Inspenet, August 24, 2023.
Tokyo Electric Power (TEPCO), the company responsible for the nuclear power plant in northeast Japan, announced last Wednesday that it had begun the final stages of preparation to discharge the water from the Fukushima plant into the ocean .
TEPCO reported that it transferred approximately 1 m 3 of this water, previously filtered to remove radioactive elements, excluding tritium, and that it has mixed this amount with 1,200 m 3 of seawater.
The concentration of tritium in this mixture was evaluated to ensure that it was below the radioactivity level established for its release into the Pacific Ocean, which is 1,500 becquerels (Bq) per liter, according to TEPCO.
According to specialists, only high concentrations of tritium represent a health risk.
Over the next three decades, Japan intends to release more than 1.3 million m3 of water from the Fukushima power plant, coming from rainwater and groundwater, as well as from the injections necessary to cool the cores of the reactors that suffered meltdowns due to the tsunami of March 2011 that devastated the northeast coast of the country.
Despite the validation and supervision of the Japanese plan by the International Atomic Energy Agency (IAEA), China has not been reassured and, since July, has imposed restrictions on the importation of Japanese products. In line with this move, Hong Kong also implemented similar restrictions on Tuesday.
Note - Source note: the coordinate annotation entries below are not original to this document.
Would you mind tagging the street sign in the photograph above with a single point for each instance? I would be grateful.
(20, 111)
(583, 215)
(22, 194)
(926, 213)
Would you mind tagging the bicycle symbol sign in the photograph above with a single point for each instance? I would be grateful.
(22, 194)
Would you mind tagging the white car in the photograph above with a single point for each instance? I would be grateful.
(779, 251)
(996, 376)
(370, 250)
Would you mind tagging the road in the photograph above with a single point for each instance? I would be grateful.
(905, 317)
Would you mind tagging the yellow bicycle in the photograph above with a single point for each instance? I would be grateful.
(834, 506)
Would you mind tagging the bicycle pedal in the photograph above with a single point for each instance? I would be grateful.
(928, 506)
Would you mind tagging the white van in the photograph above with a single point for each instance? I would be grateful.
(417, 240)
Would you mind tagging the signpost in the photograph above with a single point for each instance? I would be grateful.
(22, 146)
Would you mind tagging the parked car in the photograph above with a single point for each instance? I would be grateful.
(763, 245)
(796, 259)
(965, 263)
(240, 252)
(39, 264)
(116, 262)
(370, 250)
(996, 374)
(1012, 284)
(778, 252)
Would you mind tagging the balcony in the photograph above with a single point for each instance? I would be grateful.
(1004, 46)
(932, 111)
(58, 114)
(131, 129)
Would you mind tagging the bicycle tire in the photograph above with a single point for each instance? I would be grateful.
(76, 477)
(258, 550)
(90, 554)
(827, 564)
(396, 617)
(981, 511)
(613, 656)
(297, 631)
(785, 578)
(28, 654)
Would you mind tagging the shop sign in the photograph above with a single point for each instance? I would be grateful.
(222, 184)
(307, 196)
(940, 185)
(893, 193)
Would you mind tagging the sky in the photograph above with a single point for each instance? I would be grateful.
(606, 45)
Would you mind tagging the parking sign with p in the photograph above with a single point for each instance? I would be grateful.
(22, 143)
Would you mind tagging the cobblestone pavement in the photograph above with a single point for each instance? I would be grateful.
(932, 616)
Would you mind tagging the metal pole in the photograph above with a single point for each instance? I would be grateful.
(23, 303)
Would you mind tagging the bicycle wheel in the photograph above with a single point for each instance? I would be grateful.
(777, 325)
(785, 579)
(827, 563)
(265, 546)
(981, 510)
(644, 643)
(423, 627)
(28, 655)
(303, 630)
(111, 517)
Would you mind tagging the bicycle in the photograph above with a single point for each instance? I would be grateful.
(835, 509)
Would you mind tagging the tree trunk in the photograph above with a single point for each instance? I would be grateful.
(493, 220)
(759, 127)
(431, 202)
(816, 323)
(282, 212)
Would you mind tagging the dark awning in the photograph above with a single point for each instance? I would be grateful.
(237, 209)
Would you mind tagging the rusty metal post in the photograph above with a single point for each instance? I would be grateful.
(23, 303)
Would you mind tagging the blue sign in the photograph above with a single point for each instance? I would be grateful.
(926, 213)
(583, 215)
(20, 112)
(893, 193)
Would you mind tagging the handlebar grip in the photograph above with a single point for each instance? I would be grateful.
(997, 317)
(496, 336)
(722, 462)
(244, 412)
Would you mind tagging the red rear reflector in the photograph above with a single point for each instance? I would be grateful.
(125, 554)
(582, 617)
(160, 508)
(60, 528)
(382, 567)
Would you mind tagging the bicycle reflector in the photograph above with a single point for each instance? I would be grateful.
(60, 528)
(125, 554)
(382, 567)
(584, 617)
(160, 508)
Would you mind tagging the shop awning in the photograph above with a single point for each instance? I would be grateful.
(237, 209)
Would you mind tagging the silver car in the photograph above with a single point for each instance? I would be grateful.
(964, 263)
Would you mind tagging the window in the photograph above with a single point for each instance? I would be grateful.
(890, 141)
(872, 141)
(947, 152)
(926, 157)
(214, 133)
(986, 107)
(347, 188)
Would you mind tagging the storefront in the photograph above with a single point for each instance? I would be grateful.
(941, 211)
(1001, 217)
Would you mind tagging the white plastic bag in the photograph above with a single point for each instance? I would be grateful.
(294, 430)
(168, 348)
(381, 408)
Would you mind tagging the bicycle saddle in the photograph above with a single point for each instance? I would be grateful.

Likewise, Tokyo has indicated that radioactive discharges from Chinese plants considerably exceed the levels expected in Fukushima, which leads analysts to think that Beijing’s position is probably linked to the existing tensions between China and Japan.
The discharge of water from the Fukushima plant began
The release of treated wastewater from the Fukushima nuclear plant into the ocean has sparked immediate reactions and outrage from China.
Vice Foreign Minister Sun Weidong has summoned Japan’s ambassador to China Hideo Tarumi to make a formal statement after Japan’s announcement, according to a statement issued by the Foreign Ministry.
“The ocean is the property of all mankind, it is not the place where Japan can arbitrarily release polluted water,” Chinese diplomatic spokesman Wang Wenbin told reporters on Tuesday.
Both the Japanese government and TEPCO, the company responsible for the plant, affirm, backed by the United Nations nuclear agency, that after being treated, the water will not pose a threat to health or the environment, since it has been removed most radioactive substances .
However, the local fishing community is concerned about the negative reputational impact of their products. In addition, both China and the semi-autonomous city of Hong Kong have established bans on the importation of food from Japan.